Ettore Sottsass (foto LaPresse)

Sottsass, facile da disegnare

Manuel Orazi

Così l’architettura elementare dei templi, i rituali indiani e la loro suadente decorazione informarono sia il suo immaginario sia la sua opera

Continua la pubblicazione degli scritti di Ettore Sottsass jr. da parte di Adelphi. Ultimo arrivato è “Molto difficile da dire”, a cura di Matteo Codignola, che raccoglie gli scritti fra il 1960 e il 1975 con vari inediti. Caso classico di un grande autore postumo, Sottsass era figlio d’arte (il senior è stato un discreto architetto razionalista amico di Giuseppe Pagano), cresciuto a Torino da genitori mitteleuropei, interprete a modo suo della Bauhaus negli anni Cinquanta che lo portò a collaborare con l’Olivetti spinto da un’attenzione verso gli utenti che in Italia era pochissimo praticata dai designer.

 

Nei primi anni Sessanta, complice la prima moglie Fernanda Pivano, Sottsass scopre l’India, innamorandosene e rischiando per questo di morire di nefrite.
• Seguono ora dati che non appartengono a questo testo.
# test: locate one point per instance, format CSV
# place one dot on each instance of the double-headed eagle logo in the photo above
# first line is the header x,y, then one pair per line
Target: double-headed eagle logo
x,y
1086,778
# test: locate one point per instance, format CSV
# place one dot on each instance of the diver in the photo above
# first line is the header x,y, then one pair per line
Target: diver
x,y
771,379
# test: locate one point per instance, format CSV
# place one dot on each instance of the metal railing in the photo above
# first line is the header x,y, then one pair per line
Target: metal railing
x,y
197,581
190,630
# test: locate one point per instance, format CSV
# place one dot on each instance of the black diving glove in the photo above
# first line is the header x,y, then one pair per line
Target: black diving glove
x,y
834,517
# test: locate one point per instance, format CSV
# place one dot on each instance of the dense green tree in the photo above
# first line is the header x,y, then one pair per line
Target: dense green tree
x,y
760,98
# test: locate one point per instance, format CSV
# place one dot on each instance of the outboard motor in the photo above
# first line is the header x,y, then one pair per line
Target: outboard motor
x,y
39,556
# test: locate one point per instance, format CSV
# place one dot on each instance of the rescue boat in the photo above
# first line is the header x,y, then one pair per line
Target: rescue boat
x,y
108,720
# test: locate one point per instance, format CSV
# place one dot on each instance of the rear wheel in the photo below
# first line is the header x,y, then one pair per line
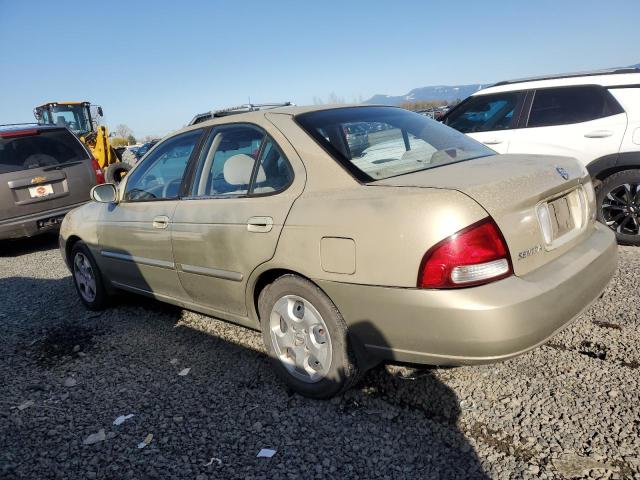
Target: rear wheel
x,y
306,338
618,202
87,278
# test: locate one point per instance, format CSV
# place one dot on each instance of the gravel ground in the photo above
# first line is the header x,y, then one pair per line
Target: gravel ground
x,y
569,409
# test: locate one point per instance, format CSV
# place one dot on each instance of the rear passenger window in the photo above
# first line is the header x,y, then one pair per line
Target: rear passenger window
x,y
159,176
238,160
485,113
562,106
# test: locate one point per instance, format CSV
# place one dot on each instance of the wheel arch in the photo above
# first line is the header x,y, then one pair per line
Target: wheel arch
x,y
606,166
264,278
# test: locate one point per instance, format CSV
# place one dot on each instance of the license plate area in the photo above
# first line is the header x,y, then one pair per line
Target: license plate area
x,y
563,217
41,190
50,222
562,221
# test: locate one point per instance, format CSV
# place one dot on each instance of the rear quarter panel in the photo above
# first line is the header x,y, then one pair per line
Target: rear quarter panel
x,y
392,228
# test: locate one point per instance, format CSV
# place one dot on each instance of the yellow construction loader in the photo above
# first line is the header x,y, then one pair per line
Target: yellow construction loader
x,y
82,119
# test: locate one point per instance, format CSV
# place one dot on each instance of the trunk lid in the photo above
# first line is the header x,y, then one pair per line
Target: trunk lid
x,y
42,169
526,195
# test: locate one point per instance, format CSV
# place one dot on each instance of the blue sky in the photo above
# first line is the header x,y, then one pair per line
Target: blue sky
x,y
153,65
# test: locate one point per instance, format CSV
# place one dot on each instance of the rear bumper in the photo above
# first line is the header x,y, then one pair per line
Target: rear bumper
x,y
479,324
27,226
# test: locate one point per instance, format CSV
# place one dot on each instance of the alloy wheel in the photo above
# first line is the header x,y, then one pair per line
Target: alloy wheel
x,y
300,338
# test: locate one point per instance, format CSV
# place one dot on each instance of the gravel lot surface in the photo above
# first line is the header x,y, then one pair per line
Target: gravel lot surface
x,y
569,409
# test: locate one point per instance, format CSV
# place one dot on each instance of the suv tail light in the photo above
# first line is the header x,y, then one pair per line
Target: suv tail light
x,y
98,171
475,255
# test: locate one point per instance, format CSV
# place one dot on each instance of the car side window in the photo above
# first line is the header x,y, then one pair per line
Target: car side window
x,y
160,175
227,164
274,173
485,113
567,105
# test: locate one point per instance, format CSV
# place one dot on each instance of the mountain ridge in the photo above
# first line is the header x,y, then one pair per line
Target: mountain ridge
x,y
443,93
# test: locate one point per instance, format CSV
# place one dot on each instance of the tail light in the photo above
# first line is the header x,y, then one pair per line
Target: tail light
x,y
475,255
98,171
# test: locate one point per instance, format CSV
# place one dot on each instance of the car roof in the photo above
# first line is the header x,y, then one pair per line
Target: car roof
x,y
260,114
606,78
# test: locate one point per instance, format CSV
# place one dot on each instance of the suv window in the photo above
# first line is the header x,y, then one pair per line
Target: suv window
x,y
160,174
38,148
562,106
484,113
227,164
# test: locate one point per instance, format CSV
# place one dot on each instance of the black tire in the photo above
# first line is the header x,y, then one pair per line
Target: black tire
x,y
116,172
343,371
625,212
100,300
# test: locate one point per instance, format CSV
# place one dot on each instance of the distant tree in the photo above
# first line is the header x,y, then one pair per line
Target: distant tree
x,y
123,131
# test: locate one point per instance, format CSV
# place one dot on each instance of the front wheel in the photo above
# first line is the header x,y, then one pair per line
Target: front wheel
x,y
306,338
87,278
618,202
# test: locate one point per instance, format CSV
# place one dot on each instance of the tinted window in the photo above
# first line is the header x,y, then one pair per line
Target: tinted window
x,y
227,164
160,174
561,106
41,148
485,113
407,141
274,172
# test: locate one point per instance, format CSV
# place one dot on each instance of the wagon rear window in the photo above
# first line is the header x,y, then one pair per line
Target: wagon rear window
x,y
38,148
381,142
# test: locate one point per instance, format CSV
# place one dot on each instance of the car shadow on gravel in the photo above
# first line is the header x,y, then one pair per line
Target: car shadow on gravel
x,y
207,393
22,246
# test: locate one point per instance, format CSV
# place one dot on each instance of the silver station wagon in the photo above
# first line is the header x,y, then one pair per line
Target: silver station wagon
x,y
421,245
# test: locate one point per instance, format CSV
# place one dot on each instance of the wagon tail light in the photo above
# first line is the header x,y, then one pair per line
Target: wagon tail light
x,y
475,255
98,171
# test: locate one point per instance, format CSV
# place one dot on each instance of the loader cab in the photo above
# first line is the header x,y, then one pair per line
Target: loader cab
x,y
79,117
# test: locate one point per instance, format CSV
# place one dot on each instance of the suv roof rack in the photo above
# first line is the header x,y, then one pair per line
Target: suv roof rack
x,y
247,107
591,73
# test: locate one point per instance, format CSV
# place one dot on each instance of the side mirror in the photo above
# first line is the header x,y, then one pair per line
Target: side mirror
x,y
104,193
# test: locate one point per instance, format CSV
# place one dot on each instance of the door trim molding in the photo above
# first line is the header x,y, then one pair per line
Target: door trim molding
x,y
211,272
140,260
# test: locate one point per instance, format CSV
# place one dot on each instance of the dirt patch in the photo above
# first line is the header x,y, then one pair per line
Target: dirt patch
x,y
62,343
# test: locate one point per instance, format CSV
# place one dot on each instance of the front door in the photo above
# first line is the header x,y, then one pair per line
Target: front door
x,y
135,234
241,194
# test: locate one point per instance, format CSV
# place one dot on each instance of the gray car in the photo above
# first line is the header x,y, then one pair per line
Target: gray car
x,y
44,173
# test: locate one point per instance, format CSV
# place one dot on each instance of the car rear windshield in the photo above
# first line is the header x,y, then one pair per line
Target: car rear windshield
x,y
38,148
396,141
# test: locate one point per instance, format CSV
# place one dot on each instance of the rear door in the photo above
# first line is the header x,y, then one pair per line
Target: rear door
x,y
490,119
42,169
241,195
583,122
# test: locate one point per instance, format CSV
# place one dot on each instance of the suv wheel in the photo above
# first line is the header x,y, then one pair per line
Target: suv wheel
x,y
306,338
87,278
618,202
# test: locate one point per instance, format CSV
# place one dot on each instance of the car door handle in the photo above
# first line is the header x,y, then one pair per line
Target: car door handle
x,y
599,134
161,222
260,224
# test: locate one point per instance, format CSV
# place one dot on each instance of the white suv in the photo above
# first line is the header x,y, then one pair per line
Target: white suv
x,y
594,117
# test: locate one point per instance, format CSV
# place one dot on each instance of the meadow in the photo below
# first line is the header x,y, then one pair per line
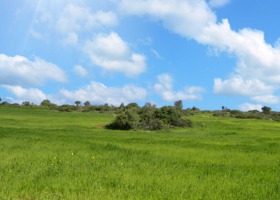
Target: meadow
x,y
47,154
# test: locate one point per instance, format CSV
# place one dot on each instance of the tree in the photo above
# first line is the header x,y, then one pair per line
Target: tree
x,y
45,102
26,103
178,105
77,103
126,119
266,109
87,103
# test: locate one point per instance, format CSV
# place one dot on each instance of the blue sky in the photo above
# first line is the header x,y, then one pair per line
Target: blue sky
x,y
207,53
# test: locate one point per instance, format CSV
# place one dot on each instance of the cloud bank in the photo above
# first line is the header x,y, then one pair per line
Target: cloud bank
x,y
258,63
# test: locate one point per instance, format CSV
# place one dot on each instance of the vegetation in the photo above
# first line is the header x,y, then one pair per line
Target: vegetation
x,y
149,117
47,154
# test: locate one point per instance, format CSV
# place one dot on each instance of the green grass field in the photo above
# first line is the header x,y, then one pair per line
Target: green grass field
x,y
52,155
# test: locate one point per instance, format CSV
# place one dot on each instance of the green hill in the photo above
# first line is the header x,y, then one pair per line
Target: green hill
x,y
48,154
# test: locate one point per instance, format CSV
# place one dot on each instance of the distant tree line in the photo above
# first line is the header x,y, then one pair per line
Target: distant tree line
x,y
266,113
149,117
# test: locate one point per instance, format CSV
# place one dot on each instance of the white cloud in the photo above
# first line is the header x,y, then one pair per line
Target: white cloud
x,y
32,95
164,87
71,39
257,61
18,70
80,70
111,53
186,18
238,86
218,3
98,93
75,18
248,106
269,99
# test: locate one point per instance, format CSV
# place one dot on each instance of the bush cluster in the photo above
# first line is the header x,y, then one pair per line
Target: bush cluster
x,y
149,118
266,114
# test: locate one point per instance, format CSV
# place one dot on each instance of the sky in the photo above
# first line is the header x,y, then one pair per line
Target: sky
x,y
207,53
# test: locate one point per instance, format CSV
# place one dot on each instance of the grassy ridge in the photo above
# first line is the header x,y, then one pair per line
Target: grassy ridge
x,y
50,155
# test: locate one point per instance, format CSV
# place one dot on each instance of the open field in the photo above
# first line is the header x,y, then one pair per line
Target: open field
x,y
52,155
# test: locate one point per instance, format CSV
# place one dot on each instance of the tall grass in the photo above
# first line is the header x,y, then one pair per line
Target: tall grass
x,y
51,155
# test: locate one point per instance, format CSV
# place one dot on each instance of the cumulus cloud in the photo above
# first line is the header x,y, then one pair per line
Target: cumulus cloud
x,y
33,95
164,87
270,99
80,70
18,70
75,18
238,86
111,53
248,106
186,18
71,39
218,3
257,61
98,93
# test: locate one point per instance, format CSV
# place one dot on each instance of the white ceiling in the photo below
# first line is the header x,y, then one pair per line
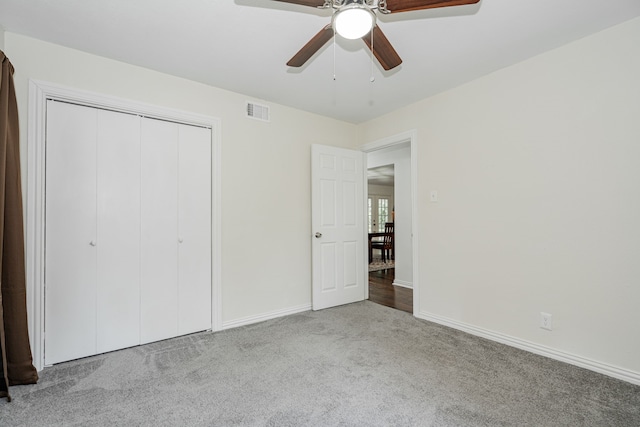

Questo fatto stravolgerà la sua vita e anche la sua carriera, anche perché Roberto Olivetti gli firmò un assegno in bianco per potersi curare nel migliore ospedale specializzato del mondo, a San Francisco dove, annoiandosi per la lunga degenza, diede vita alla prima fanzine di architettura radicale, “Room East 128 Chronicle”, mentre la moglie andava a rifornirsi di libri giù in città alla City Lights di Lawrence Ferlinghetti scoprendo i Beat.

 

Inoltre l’architettura elementare dei templi, i rituali indiani e la loro suadente decorazione informarono sia il suo immaginario sia la sua opera, basta leggere “Le ceramiche delle tenebre” o ammirare il disegno ricco di volumetrie indiane nella lunga pagina finale a fisarmonica che impreziosisce il volume, “Voglio risolvere per sempre il problema finale dell’architettura”. Peccato davvero che non ce ne siano altri, i loro colori sgargianti che poi si riverseranno tutti nel suo proteiforme «controdesign» erano mutuati dall’India ovviamente. Resta la scrittura errabonda e sorniona di Sottsass, che, secondo Adolfo Natalini, deve molto a Cesare Pavese, ma, aggiungiamo noi, al Pavese direttore della collana viola Einaudi, la Collezione di studi religiosi, etnologici e psicologici, di fatto una collana Adelphi ante litteram.